Nove nuovi innesti, un gruppo costruito per essere atletico e profondo, e un allenatore che arriva a ritiro già avviato perché impegnato fino all’ultimo con la nazionale tedesca. La prima stagione di Alex Mumbrù sulla panchina della Virtus Bologna si preannuncia come una delle sfide più intriganti del panorama europeo.
Come scritto dal Corriere dello Sport, l’estate bianconera ha vissuto una vera e propria rivoluzione, culminata con l’arrivo di Kevin Kokila come ultimo tassello di un mercato che ha ridisegnato quasi completamente il roster.

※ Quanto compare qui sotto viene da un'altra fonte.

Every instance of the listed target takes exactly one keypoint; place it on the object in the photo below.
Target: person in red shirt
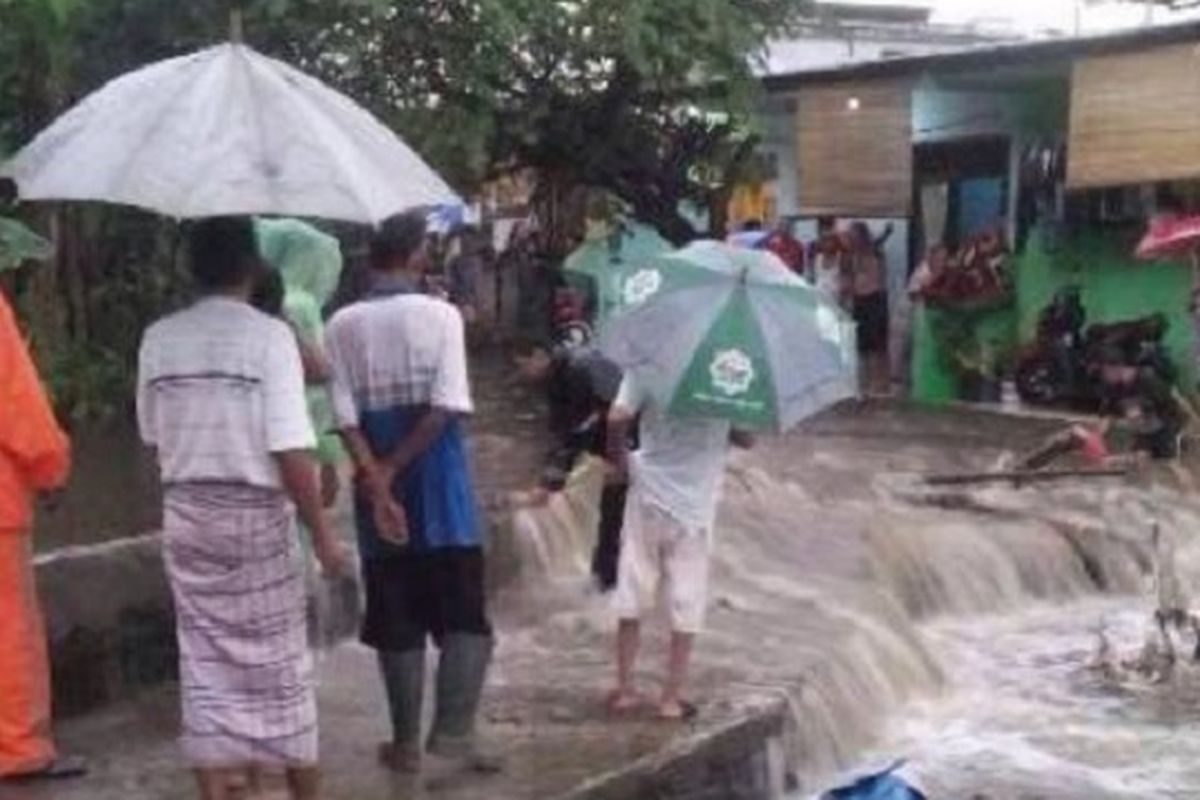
(783, 244)
(34, 457)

Mumbrù si ritrova tra le mani un gruppo che, sulla carta, sembra costruito su misura per il tipo di pallacanestro che vuole proporre: giovane in diversi elementi, fisicamente dotato, con la flessibilità tattica necessaria per sviluppare un’identità precisa.
Il modello tedesco come punto di partenza
L’esperienza con la Germania campione d’Europa non sarà una semplice parentesi nel percorso del tecnico spagnolo. Lavorare con un gruppo che aveva in Dennis Schröder e Franz Wagner i propri riferimenti offensivi di livello assoluto ha lasciato tracce evidenti nel modo in cui Mumbrù concepisce il gioco. Ora dovrà trasferire quella visione a un contesto diverso, con materiale umano differente ma potenzialmente altrettanto interessante.
In cabina di regia, Marcus Carr e Trent Frazier possono garantire ritmo e capacità di creare dal perimetro, mentre Daniel Hackett porta quella gestione ed esperienza che servono nei momenti delicati. Tommaso Baldasso, Davide Casarin e Rasheed Bello completano un reparto esterni che non manca di opzioni.
Sulle ali, il ventaglio di soluzioni è ampio: Bobi Klintman, Kessler Edwards, Wendell Moore Jr. e Derrick Alston Jr. mettono insieme centimetri, esplosività atletica e la capacità di coprire più ruoli. Nel pitturato, Momo Diouf, Aliou Diarra e lo stesso Kokila offrono caratteristiche diverse ma complementari tra loro.
La scommessa vera: costruire un’identità collettiva
Al di là dei singoli nomi, la sfida più complessa per Mumbrù sarà quella di amalgamare un gruppo in cui molti giocatori non si conoscono e, soprattutto, si trovano per la prima volta a confrontarsi con il basket europeo. Plasmare un’identità collettiva partendo da tanti prospetti che devono ancora trovare le proprie coordinate continentali è il vero banco di prova che attende il nuovo allenatore bianconero, che raggiungerà Bologna a ritiro già iniziato proprio a causa degli impegni con la nazionale tedesca.
Il doppio incarico, del resto, non rappresenta una fase transitoria: è parte integrante del profilo di un allenatore che ha scelto di portare avanti entrambe le esperienze in parallelo. Ora tocca alla Virtus scoprire cosa ne uscirà.